NIXL Python API (CUDA 12)
NIXL (NVIDIA Inference Xfer Library) is an open-source Python API designed to accelerate point-to-point communications in AI inference frameworks. It provides a unified abstraction layer over various memory types (CPU, GPU) and storage (file, block, object store) through a modular plugin architecture. The `nixl-cu12` package specifically targets CUDA 12 environments. NIXL is actively maintained with frequent releases, with version 1.0.0 being the current stable release.
Warnings
- breaking NIXL 1.0.0 introduces significant breaking changes, including the removal of the legacy Multi-Object UCX backend and the complete transition to Device API V2. The previous Device API V1 implementation has been removed.
- gotcha Installing both `nixl-cu12` and `nixl-cu13` (or their respective meta-package variants) in the same environment can lead to unexpected behavior. If both are present, `nixl-cu13` will take precedence.

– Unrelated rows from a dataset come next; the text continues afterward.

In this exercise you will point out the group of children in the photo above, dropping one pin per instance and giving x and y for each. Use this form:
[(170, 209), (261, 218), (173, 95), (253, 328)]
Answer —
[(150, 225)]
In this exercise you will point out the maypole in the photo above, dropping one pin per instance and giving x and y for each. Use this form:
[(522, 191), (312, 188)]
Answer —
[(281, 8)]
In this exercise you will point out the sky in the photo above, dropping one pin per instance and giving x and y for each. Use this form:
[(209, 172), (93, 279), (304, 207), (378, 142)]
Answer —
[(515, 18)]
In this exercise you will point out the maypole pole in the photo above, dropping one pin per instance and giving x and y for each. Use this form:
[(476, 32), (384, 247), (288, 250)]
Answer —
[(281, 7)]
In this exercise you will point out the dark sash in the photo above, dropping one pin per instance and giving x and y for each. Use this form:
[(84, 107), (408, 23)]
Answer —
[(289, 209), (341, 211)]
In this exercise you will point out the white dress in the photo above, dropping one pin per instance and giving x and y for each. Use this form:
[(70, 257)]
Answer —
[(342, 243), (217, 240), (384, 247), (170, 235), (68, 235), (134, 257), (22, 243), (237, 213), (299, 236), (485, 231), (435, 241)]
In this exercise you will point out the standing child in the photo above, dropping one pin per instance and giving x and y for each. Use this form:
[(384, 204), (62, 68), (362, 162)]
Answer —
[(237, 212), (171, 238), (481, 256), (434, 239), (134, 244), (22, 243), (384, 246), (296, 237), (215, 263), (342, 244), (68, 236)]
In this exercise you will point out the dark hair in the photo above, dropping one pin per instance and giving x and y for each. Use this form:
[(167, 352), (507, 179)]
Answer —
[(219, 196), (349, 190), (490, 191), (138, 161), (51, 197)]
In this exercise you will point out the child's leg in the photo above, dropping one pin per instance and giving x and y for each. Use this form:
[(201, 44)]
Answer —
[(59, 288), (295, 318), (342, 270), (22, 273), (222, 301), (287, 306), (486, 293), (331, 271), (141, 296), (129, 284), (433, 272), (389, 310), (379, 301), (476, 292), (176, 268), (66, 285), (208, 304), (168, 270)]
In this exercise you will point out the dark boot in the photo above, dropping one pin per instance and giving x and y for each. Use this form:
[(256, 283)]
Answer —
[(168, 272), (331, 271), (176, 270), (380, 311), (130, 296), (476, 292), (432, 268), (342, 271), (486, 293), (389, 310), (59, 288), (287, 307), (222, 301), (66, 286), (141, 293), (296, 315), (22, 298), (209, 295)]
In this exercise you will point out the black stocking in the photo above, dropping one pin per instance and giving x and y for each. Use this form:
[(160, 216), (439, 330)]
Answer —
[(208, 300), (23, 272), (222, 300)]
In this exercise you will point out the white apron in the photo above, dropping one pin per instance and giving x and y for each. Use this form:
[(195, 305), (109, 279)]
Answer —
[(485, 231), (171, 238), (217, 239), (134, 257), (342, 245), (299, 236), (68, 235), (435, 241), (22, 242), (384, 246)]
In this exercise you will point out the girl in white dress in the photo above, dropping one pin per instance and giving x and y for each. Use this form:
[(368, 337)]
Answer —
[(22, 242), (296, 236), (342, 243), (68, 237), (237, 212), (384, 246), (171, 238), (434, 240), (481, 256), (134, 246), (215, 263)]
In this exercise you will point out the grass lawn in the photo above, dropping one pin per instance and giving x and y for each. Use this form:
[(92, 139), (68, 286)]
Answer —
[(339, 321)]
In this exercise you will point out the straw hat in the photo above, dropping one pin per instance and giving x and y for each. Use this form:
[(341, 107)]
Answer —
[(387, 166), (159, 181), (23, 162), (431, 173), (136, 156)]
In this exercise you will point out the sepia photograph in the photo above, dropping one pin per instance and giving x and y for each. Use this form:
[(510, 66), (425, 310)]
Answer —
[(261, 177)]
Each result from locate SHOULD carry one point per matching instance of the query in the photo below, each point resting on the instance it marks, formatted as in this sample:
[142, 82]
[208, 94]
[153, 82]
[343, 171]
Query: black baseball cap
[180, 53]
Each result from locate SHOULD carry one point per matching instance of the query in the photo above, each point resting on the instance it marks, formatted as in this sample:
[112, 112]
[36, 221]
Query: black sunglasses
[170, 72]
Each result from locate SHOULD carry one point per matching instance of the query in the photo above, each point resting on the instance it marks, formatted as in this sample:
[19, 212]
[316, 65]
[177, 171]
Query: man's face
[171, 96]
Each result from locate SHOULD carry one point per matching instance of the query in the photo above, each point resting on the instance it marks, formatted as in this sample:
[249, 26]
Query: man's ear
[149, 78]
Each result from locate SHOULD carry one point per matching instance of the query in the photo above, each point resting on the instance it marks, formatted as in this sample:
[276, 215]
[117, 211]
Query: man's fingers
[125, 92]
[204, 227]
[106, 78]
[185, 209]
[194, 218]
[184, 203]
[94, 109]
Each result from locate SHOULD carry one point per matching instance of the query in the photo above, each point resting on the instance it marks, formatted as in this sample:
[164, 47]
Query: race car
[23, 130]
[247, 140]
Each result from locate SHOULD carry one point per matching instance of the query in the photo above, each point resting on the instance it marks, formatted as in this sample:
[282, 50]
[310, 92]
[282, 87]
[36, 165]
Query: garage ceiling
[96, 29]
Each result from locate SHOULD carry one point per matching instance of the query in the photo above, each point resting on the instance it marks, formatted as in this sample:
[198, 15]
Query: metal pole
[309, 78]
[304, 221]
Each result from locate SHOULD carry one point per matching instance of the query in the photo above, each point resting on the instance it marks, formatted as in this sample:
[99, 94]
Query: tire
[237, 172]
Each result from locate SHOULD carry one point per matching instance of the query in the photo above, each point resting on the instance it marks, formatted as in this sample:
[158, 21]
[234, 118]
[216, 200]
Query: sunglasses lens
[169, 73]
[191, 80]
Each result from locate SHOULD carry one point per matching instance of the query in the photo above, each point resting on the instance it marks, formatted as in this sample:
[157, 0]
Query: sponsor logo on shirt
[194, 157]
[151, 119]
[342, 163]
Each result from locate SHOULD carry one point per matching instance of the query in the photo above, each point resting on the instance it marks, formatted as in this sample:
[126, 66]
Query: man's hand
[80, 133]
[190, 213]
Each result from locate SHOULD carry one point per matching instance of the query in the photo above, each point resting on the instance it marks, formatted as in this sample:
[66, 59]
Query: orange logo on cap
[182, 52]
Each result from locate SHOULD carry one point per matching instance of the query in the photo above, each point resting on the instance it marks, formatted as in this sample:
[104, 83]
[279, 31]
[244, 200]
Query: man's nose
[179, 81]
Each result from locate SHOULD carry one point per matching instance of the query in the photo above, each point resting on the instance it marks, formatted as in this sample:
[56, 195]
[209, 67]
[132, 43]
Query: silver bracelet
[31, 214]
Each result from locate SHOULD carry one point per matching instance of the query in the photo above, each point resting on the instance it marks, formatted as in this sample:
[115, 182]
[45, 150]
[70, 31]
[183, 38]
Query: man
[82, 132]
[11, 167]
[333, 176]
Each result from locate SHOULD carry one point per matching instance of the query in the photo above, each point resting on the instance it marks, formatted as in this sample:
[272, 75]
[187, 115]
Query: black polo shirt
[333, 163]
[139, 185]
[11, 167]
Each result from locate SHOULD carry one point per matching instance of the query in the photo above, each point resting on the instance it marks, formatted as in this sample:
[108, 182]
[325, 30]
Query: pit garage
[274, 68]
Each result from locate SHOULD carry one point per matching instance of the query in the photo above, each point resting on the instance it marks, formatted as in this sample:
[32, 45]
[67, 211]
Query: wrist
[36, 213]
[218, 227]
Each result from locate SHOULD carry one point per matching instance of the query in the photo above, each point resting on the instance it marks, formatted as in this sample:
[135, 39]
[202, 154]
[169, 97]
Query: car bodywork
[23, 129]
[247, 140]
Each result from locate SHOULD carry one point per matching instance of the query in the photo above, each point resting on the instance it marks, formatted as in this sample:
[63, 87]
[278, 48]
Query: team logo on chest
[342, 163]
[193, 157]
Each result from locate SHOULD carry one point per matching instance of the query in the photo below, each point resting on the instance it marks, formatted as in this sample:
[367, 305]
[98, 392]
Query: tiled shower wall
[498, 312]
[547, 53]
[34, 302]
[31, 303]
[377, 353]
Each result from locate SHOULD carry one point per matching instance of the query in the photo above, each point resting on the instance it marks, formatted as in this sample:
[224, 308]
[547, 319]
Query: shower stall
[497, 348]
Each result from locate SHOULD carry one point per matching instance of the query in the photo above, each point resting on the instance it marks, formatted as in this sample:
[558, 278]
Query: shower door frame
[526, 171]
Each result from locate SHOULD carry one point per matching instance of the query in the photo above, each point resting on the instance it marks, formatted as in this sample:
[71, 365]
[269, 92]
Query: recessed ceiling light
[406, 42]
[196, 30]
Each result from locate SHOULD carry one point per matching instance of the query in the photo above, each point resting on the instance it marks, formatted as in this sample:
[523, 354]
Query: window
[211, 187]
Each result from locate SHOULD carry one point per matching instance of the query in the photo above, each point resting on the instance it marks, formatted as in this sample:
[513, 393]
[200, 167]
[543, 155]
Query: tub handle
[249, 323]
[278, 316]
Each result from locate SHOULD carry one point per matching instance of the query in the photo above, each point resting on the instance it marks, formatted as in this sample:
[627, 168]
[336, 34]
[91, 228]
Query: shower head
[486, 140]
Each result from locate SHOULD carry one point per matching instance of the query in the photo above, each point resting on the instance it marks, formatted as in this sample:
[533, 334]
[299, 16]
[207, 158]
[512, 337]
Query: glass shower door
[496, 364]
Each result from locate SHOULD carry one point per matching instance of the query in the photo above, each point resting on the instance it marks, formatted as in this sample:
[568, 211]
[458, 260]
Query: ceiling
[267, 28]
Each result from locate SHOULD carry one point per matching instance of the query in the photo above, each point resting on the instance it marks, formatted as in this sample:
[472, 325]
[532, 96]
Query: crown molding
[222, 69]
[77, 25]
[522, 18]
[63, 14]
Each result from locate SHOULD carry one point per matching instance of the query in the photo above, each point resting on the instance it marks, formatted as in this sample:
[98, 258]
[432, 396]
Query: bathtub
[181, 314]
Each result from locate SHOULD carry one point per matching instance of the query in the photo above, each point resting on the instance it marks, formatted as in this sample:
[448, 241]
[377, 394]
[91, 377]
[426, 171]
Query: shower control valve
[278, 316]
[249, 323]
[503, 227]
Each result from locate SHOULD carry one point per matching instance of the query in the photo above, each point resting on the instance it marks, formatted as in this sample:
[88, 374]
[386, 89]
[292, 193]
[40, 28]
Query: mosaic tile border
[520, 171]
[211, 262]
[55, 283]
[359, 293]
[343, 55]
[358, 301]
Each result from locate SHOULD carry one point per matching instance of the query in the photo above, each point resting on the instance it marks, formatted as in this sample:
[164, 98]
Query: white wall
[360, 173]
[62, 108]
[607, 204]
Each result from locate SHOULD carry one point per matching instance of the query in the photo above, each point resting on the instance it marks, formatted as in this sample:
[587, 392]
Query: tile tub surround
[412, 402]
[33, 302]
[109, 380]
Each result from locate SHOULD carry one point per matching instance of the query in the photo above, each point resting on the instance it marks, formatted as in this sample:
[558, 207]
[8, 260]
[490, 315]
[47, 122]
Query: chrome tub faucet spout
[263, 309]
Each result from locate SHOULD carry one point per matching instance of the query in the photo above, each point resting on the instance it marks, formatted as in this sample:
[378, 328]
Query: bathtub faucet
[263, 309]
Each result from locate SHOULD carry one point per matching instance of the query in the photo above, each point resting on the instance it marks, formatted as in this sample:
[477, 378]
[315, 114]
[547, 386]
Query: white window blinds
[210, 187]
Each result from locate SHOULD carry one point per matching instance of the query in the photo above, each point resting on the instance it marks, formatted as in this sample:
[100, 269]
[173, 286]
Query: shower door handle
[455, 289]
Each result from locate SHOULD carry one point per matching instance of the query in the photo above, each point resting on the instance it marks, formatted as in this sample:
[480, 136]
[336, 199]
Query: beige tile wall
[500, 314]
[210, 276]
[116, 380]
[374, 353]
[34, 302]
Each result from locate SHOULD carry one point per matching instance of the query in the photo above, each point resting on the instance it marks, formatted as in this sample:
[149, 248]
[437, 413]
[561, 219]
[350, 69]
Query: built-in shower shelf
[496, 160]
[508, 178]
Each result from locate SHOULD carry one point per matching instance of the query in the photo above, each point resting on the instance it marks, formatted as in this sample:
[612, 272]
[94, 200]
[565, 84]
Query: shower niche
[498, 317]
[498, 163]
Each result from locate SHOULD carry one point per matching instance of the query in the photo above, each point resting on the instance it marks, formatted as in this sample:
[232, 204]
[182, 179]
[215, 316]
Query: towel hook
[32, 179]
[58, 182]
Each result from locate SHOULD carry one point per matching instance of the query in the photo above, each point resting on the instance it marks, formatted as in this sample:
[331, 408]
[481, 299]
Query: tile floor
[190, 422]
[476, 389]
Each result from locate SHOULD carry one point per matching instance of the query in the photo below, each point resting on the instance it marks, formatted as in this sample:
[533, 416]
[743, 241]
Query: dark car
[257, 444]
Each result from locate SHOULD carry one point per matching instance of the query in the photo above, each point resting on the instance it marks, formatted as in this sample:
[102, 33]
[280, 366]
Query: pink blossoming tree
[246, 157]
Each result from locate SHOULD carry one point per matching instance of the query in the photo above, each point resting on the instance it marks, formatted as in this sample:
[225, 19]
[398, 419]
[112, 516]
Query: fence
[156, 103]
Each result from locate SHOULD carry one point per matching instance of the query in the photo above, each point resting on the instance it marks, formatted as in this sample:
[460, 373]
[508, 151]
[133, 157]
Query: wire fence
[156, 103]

- gotcha NIXL is currently only supported on Linux environments (tested on Ubuntu and Fedora). It does not support macOS or Windows.
- gotcha Errors such as `NIXL_ERR_BACKEND` often indicate issues with the underlying backend configuration or its availability. This can stem from missing dependencies (like UCX or specific CUDA libraries), incorrect paths, or misconfigurations during agent initialization.
Install
-
pip install nixl-cu12 -
pip install "nixl[cu12]" # for CUDA 12 # For backwards compatibility, 'pip install nixl' automatically installs nixl[cu12]
Imports
- nixl_agent
from nixl import nixl_agent
Quickstart
import nixl
# Initialize a NIXL agent
try:
agent = nixl.nixl_agent('my_inference_agent')
print(f"NIXL agent '{agent.name}' initialized successfully.")
# Further NIXL operations would follow here, e.g., memory registration, transfer requests.
except Exception as e:
print(f"Error initializing NIXL agent: {e}")